Czy objawy depresji są widoczne?
Scenariusz pierwszy: jestem w trybie hibernacji. Nie mogę się obudzić, śpię aż do południa. Ledwo budzę się, żeby spałaszować obiad, multum bicie go pomijam. Poobiednia drzemka, po której nie śpię od czasu godziny do dwóch, jest potrzebna aż do zjedzenia śniadania. Ten wzór jest niekończący się zaś wygodnie jest osądzać, iż jestem leniwy. Mógłbym także bez trudności uzasadnić, iż „zawsze jestem zmęczony”.

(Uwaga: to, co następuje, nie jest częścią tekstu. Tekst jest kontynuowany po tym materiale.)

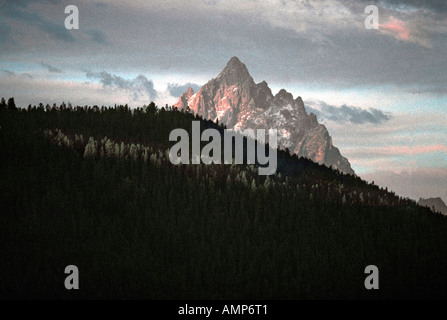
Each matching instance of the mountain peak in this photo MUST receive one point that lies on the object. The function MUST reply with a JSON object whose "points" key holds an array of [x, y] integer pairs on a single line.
{"points": [[234, 99]]}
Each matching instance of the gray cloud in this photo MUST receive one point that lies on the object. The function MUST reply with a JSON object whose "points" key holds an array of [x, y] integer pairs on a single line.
{"points": [[19, 11], [176, 90], [137, 87], [346, 114], [8, 72], [50, 68], [434, 5]]}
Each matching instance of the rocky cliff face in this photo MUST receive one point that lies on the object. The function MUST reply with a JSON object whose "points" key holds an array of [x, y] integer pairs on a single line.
{"points": [[233, 98]]}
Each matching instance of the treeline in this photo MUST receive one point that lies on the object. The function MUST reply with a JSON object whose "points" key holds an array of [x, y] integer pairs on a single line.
{"points": [[73, 192]]}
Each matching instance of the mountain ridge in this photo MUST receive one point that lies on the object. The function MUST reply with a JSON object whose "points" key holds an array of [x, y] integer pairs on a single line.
{"points": [[234, 99]]}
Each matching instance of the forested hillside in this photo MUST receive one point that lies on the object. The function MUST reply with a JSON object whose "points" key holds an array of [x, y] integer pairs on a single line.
{"points": [[93, 187]]}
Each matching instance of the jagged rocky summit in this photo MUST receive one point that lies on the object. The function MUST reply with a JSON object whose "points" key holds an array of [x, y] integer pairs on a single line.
{"points": [[234, 99]]}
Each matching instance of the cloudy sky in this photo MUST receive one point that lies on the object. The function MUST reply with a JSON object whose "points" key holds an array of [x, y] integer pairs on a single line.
{"points": [[381, 93]]}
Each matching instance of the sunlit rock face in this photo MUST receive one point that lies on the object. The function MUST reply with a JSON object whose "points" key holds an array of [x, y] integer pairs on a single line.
{"points": [[234, 99]]}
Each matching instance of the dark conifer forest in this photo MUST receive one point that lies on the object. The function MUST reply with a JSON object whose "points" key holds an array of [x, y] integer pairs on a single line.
{"points": [[93, 187]]}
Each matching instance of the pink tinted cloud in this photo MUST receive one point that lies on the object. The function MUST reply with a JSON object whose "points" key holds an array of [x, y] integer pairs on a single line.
{"points": [[397, 28], [395, 150]]}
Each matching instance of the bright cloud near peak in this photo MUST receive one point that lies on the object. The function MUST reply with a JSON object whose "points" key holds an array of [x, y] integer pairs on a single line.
{"points": [[397, 28]]}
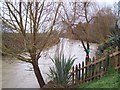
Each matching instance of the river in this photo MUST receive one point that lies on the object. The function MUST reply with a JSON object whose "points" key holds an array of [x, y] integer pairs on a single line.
{"points": [[18, 74]]}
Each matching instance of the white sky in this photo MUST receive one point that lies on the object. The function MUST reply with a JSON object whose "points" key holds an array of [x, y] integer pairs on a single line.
{"points": [[107, 2]]}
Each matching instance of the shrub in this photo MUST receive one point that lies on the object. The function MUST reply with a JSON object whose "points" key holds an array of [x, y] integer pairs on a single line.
{"points": [[60, 72]]}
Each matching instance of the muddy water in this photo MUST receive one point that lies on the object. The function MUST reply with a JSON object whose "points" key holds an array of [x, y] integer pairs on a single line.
{"points": [[18, 74]]}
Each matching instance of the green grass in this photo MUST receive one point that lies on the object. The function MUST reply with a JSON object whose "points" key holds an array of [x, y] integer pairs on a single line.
{"points": [[110, 80]]}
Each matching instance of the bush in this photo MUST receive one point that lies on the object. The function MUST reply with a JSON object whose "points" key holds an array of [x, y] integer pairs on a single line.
{"points": [[60, 72]]}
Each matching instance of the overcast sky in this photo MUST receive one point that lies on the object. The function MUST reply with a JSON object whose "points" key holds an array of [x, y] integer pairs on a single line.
{"points": [[107, 2]]}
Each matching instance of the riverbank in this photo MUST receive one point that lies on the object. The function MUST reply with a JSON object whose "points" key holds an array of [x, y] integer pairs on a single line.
{"points": [[20, 73]]}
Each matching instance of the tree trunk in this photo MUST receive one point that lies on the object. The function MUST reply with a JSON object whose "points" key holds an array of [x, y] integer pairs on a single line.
{"points": [[38, 74]]}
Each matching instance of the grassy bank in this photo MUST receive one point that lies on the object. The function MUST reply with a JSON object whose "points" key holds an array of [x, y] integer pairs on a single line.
{"points": [[110, 80]]}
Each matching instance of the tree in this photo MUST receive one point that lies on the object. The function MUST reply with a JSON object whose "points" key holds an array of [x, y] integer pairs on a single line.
{"points": [[74, 19], [28, 19], [103, 23]]}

Drugi harmonogram dotyczy poczucia bezradności i/lub beznadziejności, które może być powszechne tudzież przekonujące. Nic nie mogę zrobić”, „Mój udział nie poprawi sytuacji”, „Ona jest chora, nie mogę jej pomóc, żeby poczuła się lepiej”, „Nie ma żadnych rozwiązań, które moglibyśmy wystąpić z propozycją naszym klientom, nie przedłużymy umowy”. Wiele osób, w tym ja sam, powiedziałoby, iż brakuje mi wytrwałości oraz determinacji w poszukiwaniu rozwiązań, brakuje mi pozytywnego nastawienia, mam niezdrowy charakter. Po prostu bez trudu jest ocenić moje wyniki oraz zajść do wniosku, że jestem schorzały a bezużyteczny.

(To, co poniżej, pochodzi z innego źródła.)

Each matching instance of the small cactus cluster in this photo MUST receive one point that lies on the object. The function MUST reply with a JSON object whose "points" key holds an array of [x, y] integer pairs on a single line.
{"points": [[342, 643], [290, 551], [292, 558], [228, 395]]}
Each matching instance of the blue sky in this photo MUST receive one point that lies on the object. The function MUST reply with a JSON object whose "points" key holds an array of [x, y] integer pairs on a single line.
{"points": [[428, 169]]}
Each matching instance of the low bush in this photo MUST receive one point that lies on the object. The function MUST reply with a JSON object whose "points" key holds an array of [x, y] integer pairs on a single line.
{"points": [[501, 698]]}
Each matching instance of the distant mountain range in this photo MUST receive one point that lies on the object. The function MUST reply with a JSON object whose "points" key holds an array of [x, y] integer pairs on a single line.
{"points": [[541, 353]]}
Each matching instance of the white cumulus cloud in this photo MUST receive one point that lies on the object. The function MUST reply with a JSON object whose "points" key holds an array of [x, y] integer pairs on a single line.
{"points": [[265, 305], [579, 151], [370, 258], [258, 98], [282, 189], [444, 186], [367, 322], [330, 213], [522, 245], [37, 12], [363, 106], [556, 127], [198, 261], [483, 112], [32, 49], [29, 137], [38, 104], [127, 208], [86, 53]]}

Trzeci stosunki owo sytuacja, w której pojawia się niepokój. Co ja mam zrobić?”, „Nie mogę usiedzieć w miejscu, lepiej spakuję torbę, być może posprzątam w jadalni”. Sfrustrowany niemożnością zrobienia czegoś, zaczynam się wkurzać ogólnymi uwagami rodziny. Kiedy liczba tolerancji spada, rozdrażnienie przeradza się w wściekłość lub wściekłość, niestety skierowaną na moją rodzinę, osoby najbliższe mojemu sercu. Co stąd mam z tego zrobić: dwadzieścia cztery godziny pełen irytacji? Czy także mogę to wzgardzić jak dodatkowy złego usposobienia dzień, w którym figa się nie dzieje?
Te na kształt nieszkodliwe uczucia oraz zachowania, czym są, kiedy doświadczam ich za pośrednictwem tydzień, dwoje tygodnie, trzy? Czy mam je odrzucić i/lub zaakceptować, iż owo po prostu ja – jestem leniwy, mam słabą wolę, mam złego usposobienia temperament http://www.blogdlazdrowia.pl.
Żyję w czasach, w których wartościowanie choroby psychicznej opiera się głównie na objawach zgłaszanych przy użyciu samego siebie. Mam szczęście, iż 30 lat temu moje rodzeństwo pokazało mi frakcja z prasa periodyczna na przedmiot depresji i jej objawów. Zaopatrzona w informacje na temat depresji, tymczasem niechętnie, w wieku nastoletnim odwiedziłam swojego pierwszego psychiatrę. Będąc zdana na to samo na siebie, starałam się odnaleźć meritum tych powszechnych (i niewidocznych) objawów – zmęczenia, senności, złości (i wściekłości), poczucia bezwartościowości, oraz w najgorszym razie myśli samobójczych.